Major league affiliations
- Team: Chicago White Sox

Minor league titles
- League titles (0): None

Team data
- Name: White Sox
- Ballpark: Baseball City Complex
- Owner(s)/ Operator(s): Chicago White Sox
- Manager: Wellington Morrobel & Anthony Nunez

= Dominican Summer League White Sox =

The Dominican Summer League White Sox or DSL White Sox are a rookie league affiliate of the Chicago White Sox based in the Dominican Republic. They play in the Boca Chica Baseball City division of the Dominican Summer League.

==History==
The team first came into existence in 1989 as a joint affiliate of the Houston Astros and the Texas Rangers. From 1990 to 1993, and again in 1995, the team shared an affiliation with the Baltimore Orioles. The team suspended operations for the 1994 season.
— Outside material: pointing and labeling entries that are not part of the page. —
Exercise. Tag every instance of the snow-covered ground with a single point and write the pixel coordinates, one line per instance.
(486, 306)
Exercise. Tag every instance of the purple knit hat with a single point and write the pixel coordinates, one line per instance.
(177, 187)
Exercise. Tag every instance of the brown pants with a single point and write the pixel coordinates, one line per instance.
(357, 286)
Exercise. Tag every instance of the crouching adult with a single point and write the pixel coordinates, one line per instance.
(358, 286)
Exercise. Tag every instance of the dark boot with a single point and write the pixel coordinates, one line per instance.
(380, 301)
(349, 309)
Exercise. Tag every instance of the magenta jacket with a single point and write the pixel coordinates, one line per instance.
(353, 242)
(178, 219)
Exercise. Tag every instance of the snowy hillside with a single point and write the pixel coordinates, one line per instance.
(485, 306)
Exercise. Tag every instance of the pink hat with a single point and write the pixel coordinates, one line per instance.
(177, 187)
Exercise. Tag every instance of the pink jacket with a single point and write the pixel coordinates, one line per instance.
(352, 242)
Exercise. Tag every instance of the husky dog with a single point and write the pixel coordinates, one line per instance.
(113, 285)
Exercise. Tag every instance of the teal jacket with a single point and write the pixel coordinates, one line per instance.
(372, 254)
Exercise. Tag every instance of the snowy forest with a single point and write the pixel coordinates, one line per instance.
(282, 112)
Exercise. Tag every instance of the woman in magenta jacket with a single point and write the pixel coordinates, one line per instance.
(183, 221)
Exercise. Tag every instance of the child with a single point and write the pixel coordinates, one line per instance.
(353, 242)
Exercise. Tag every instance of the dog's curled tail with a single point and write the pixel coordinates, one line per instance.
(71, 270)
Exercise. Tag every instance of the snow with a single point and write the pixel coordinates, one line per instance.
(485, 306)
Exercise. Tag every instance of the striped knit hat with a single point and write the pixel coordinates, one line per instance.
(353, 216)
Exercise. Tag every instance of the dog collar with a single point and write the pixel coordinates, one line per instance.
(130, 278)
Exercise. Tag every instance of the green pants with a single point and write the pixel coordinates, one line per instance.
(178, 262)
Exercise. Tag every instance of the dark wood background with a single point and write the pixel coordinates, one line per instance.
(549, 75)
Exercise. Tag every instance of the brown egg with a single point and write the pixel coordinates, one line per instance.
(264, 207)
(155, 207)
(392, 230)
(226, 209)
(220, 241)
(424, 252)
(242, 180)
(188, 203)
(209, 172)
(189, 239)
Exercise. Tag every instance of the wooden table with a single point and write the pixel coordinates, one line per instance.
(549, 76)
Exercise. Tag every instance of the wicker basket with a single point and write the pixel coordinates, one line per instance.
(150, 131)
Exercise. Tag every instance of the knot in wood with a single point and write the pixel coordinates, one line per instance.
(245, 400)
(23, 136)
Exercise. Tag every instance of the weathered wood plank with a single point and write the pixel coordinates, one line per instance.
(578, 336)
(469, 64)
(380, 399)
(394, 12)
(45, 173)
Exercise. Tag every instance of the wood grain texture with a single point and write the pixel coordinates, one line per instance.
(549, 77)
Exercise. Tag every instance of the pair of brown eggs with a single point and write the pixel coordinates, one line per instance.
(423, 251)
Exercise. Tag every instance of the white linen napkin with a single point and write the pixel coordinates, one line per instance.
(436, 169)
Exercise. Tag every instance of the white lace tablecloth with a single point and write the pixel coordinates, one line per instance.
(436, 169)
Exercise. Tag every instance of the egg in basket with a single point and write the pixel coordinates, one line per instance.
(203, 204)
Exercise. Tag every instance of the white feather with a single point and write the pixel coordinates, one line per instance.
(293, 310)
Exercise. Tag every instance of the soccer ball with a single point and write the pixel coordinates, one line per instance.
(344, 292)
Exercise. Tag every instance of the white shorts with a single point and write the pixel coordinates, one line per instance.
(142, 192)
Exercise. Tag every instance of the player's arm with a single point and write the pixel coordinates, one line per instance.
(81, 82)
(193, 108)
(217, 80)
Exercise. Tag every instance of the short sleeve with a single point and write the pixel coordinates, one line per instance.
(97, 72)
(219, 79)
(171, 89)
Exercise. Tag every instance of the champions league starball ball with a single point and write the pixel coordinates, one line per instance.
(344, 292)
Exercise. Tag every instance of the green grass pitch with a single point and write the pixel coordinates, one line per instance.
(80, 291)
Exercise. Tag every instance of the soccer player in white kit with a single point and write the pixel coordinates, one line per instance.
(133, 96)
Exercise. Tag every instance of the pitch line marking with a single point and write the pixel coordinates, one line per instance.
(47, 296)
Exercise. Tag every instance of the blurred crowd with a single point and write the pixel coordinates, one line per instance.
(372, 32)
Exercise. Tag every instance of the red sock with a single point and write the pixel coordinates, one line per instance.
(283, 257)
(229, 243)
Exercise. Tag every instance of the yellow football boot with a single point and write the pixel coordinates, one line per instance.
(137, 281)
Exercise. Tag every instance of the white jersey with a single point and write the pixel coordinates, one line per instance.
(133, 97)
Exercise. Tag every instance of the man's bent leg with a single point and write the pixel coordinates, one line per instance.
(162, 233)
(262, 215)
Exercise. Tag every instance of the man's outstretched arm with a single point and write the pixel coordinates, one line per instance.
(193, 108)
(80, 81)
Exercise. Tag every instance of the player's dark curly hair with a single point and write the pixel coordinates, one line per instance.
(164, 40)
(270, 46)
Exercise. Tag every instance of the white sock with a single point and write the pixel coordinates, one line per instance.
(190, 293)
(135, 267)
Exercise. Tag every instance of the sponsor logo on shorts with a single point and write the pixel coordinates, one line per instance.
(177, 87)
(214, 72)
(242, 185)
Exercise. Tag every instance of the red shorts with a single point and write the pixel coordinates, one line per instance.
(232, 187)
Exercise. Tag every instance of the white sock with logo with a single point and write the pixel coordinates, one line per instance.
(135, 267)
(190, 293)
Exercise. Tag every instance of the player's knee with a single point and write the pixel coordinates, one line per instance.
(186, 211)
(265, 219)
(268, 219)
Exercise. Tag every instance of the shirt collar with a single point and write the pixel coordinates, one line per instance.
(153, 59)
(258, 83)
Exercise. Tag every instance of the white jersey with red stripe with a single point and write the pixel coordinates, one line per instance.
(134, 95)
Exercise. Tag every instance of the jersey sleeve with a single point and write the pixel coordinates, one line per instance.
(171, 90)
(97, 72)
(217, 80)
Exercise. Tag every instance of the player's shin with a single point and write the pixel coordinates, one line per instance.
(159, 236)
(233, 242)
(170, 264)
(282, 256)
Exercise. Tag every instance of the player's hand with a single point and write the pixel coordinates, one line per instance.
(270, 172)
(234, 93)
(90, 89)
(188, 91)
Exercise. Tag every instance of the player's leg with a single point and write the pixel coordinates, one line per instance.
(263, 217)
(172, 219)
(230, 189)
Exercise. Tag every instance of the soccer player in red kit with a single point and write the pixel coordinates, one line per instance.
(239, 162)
In 1996, the team shared an affiliation with the Milwaukee Brewers, before suspending operations again for 1997. The team returned in 1998 with a shared affiliation with the Anaheim Angels. The team became an independent White Sox affiliate in 1999, which they have remained ever since. For the 2007 and 2008 seasons, the team split into DSL White Sox 1 and DSL White Sox 2.